Other means of adding more information to ordination such as superimposing a minimal spanning tree and a relative neighborhood graph have been proposed by Guiller [44]. However, all those methods require using all the data points, thereby only generating unrecognizable results when the data set is large. Our proposed method can also serve as a general way of adding another layer of information to any ordination analysis of data relationships that can alternatively be described by using a tree structure.
The PCoA used here is a linear dimensionalityreduction technique [45, 46]. Despite the recent advances in nonlinear dimensionality reduction, we find PCoA very suitable for PhyloMap. First, PCoA finds the greatest variance in the data set; in other words, it preserves the global pattern and this is one of the main purposes of PhyloMap. Other methods such as Isomap [45] using geodesic distance might not make too much sense in phylogenetic analysis. Methods such as LLE [46] are designed to preserve local properties which is obviously not suitable for PhyloMap. Second, PCoA is robust in the sense that it does not depend on the initiation and does not require other parameters. The wellestablished algorithm for solving PCoA is both computationally efficient and numerically stable. Although the phylogenetic distances inferred using some evolutionary models are not Euclidean, resulting in negative eigenvalues, in practice, those values are usually very small compared to the first few eigenvalues. Thus, they have only minor influence on the results and will not distort the main trends in the data.

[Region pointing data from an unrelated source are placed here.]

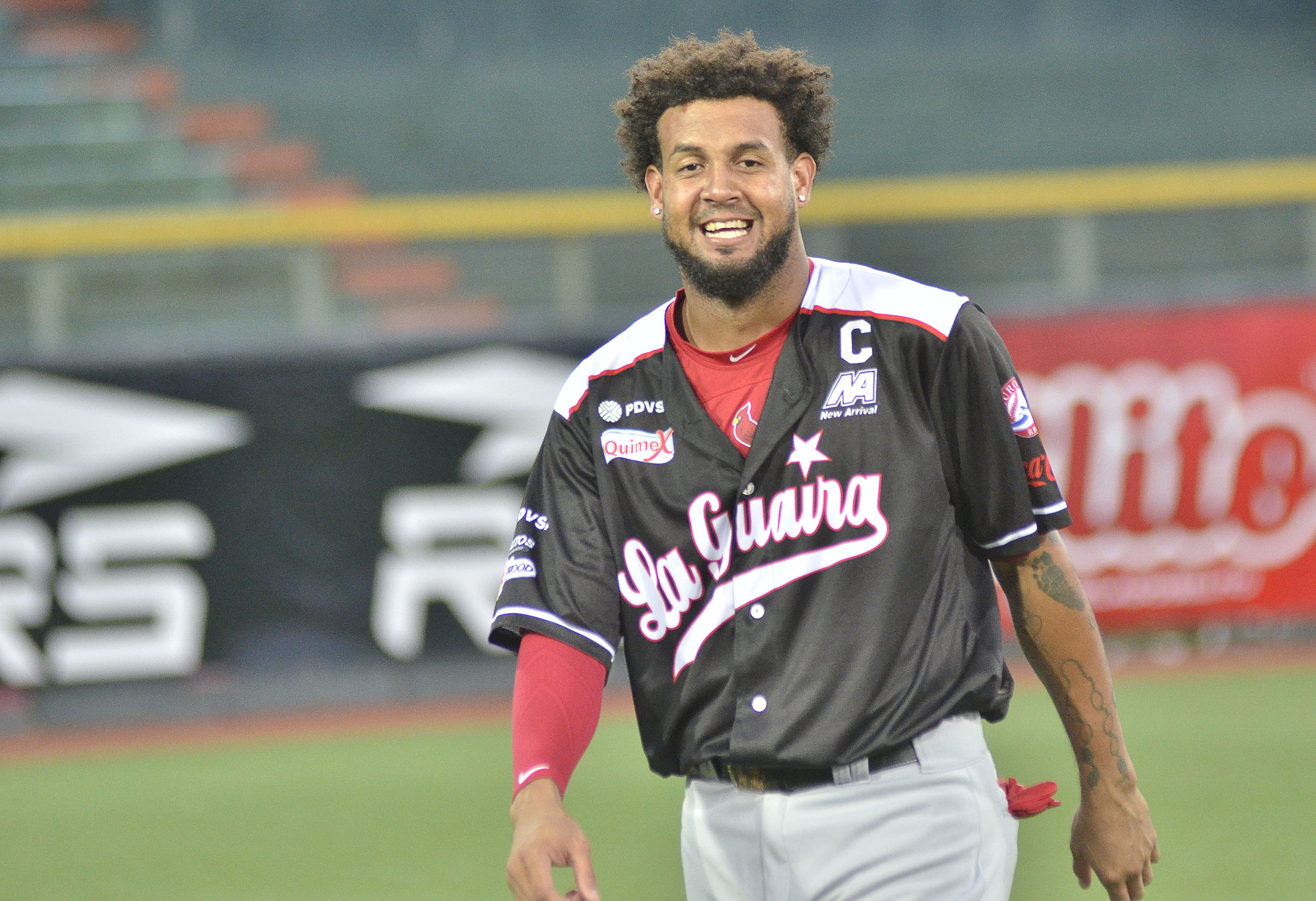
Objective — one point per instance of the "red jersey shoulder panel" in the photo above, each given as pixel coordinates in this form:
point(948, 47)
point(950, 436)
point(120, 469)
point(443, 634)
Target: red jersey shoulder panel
point(644, 338)
point(851, 289)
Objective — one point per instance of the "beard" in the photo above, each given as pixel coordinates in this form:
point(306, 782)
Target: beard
point(735, 284)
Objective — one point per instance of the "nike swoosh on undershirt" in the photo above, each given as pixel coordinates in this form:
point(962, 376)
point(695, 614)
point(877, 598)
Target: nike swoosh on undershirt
point(531, 773)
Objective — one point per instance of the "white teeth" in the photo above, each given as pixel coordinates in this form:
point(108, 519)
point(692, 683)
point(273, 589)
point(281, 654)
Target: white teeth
point(733, 229)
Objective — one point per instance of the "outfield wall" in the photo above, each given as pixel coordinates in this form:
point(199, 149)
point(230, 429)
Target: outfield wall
point(357, 506)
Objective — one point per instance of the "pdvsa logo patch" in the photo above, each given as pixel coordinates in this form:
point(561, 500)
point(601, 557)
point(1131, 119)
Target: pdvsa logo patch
point(611, 411)
point(633, 444)
point(1016, 406)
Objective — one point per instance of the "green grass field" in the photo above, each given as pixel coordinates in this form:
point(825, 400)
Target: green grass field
point(1225, 762)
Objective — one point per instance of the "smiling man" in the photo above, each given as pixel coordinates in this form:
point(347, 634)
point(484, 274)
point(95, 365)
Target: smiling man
point(783, 494)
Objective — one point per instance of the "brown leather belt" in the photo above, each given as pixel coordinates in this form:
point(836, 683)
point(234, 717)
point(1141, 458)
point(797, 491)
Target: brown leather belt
point(794, 779)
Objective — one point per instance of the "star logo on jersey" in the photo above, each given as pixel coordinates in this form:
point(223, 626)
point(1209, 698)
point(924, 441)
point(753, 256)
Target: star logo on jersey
point(807, 453)
point(744, 424)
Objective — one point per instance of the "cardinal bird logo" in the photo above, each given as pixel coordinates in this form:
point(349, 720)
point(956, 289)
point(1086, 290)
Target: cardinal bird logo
point(744, 424)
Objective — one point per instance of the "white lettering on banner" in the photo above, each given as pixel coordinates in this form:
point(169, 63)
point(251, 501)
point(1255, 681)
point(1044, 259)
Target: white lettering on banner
point(1173, 589)
point(633, 444)
point(103, 595)
point(28, 560)
point(432, 558)
point(1140, 409)
point(669, 585)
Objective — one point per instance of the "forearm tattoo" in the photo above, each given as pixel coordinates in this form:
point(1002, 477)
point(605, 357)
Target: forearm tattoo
point(1070, 672)
point(1064, 680)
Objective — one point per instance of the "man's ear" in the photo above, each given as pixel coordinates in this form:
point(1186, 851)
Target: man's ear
point(803, 172)
point(653, 183)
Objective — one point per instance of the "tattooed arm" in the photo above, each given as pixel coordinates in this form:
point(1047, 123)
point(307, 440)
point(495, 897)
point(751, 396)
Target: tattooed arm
point(1112, 831)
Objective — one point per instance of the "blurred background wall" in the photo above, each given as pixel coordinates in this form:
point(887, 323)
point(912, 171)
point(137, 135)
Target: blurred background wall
point(287, 288)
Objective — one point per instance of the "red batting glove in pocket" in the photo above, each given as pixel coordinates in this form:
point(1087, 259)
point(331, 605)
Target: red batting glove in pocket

In PhyloMap, we use distancebased methods to build the sampling tree. As the distances are measured in the same way both in PCoA and in the phylogenetic tree, when mapping the tree onto the PCoA result, the error can be minimized. However, the sampling tree can also be built with parsimonybased or maximumlikelihood based methods. But in such cases, the edge lengths in the tree and the 2D PCoA result might not be on the same scale. We need to estimate the scaling factor s in equation (4). It is very difficult to exactly estimate s before the mapping is made, so s can only be searched within a certain range (The ratio of the distance between the furthest cluster centers in the PCoA result and the corresponding length in the tree can be a good starting value). This problem does not exist in classical MDS, since all the data points during the mapping can move freely, but in PhyloMap, the leaf nodes are fixed.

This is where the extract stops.